Young Nobles in Wolsey’s Household

Still, the bad spelling and grammar of most of the letters up to that period, and the general ignorance of our upper classes were, says Professor Brewer, the reason why the whole government of the country was in the hands of ecclesiastics.

— Frederick James Furnivall: Early English Meals and Manners

So wait, Ye Olde English being mostly incomprehensible gibberish is because the people writing it were basically functionally illiterate, ha ha?

Also~ This is why literacy is important. For example, slave owners really didn’t want their slaves to learn how to read. Catching them with any sort of letters was punishable with whipping. So there’s probably a correlation between illiteracy and being ruled by others. But as always, people can make their own conclusions.

Though, it’s important to note that there’s also an important distinction between knowing how to read and understanding what you read. Unfortunately, the latter seems to be an increasingly lost art.

Surf-swine

As I’m on holiday and I have lots of free time, I’ve started reading Poetic Edda again. There was a bit of a break when I was too tired to do much of anything.

Anyhow, according to the translator’s notes of Poetic Edda:

Surf-swine: the whales.

Now, I might be the only one who finds this funny but in Japan there’s a wild boar which is also known as yama kujira. This literally translates as “mountain whale”.

I just thought that was the funniest coincidence.

But I also made a joke about the Japanese word 好き in a fan fiction which I’m pretty sure no one noticed. So, you know.

And now I probably need to go to sleep because my head is killing me.

Ægir

Ægir: a giant who is also the god of the sea.

Mountain-dweller: the giant (Ægir).

The Arnamagnæan Codex has “Ægir” instead of “Egil,” but, aside from the fact that Thor had just left Ægir’s house, the sea-god can hardly have been spoken of as a goat-herd.

But it’s totally normal to speak of the sea-god as a mountain-dweller?

Beauty and the Beast

The eldest had married a gentleman, extremely handsome indeed, but so fond of his own person, that he was full of nothing but his own dear self, and neglected his wife.
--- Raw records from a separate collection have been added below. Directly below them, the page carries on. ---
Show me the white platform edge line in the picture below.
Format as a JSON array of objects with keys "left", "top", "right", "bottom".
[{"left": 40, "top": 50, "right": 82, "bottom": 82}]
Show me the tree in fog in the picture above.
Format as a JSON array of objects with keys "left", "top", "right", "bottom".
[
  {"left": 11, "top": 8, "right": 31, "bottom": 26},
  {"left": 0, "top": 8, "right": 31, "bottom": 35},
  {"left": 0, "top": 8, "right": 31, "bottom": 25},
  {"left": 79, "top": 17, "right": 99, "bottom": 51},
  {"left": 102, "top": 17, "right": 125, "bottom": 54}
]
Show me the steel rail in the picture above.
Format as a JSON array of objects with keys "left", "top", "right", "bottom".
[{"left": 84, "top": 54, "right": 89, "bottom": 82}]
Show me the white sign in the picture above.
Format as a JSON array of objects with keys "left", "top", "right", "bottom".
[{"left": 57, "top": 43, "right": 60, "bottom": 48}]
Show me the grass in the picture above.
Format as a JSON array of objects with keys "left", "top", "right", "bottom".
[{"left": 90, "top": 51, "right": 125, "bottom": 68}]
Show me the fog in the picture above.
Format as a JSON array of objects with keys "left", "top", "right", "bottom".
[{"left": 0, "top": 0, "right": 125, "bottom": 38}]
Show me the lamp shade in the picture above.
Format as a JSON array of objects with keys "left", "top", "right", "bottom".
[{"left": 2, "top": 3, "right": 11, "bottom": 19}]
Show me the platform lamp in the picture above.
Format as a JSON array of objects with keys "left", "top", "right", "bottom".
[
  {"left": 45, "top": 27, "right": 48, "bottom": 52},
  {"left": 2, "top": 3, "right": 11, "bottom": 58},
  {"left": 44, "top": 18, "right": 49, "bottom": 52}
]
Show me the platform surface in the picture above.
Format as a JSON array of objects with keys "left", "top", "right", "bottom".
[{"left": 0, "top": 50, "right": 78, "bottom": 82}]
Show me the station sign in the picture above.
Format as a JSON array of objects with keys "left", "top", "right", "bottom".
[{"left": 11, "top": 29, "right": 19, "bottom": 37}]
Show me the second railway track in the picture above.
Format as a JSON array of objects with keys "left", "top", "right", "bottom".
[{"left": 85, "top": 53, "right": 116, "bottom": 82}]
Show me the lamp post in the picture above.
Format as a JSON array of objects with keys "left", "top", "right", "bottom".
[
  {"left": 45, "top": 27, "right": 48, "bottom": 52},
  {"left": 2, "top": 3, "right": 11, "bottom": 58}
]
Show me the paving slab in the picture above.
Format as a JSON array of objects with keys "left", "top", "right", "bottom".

The second had married a man of wit, but he only made use of it to plague and torment every body, and his wife most of all.

. . . it is neither wit nor a fine person in a husband, that makes a woman happy; but virtue, sweetness of temper, and complaisance . . .

Pride, anger, gluttony, and idleness, are sometimes conquered, but the conversion of a malicious and envious mind is a kind of miracle.

. . . their happiness, as it was founded on virtue, was complete.

119

If a friend thou hast | whom thou fully wilt trust,

Then fare to find him oft;

For brambles grow | and waving grass

On the rarely trodden road.

 Nota Bene

(You know, I was recently re-reading Suuri Hupsu by Ryokan Taigu, and it was amazing how in the past people would write to each other and visit each other across miles. In the contemporary world of instant messaging, you’re lucky if you’ll hear from someone in six months if that. Which is why I’ve always thought that maintaining friendships isn’t about distance or time or the lack of it, it’s about want.

Also, I’ve noticed that it’s nearly impossible to maintain friendships with someone who doesn’t share any of your values or sense of decorum.)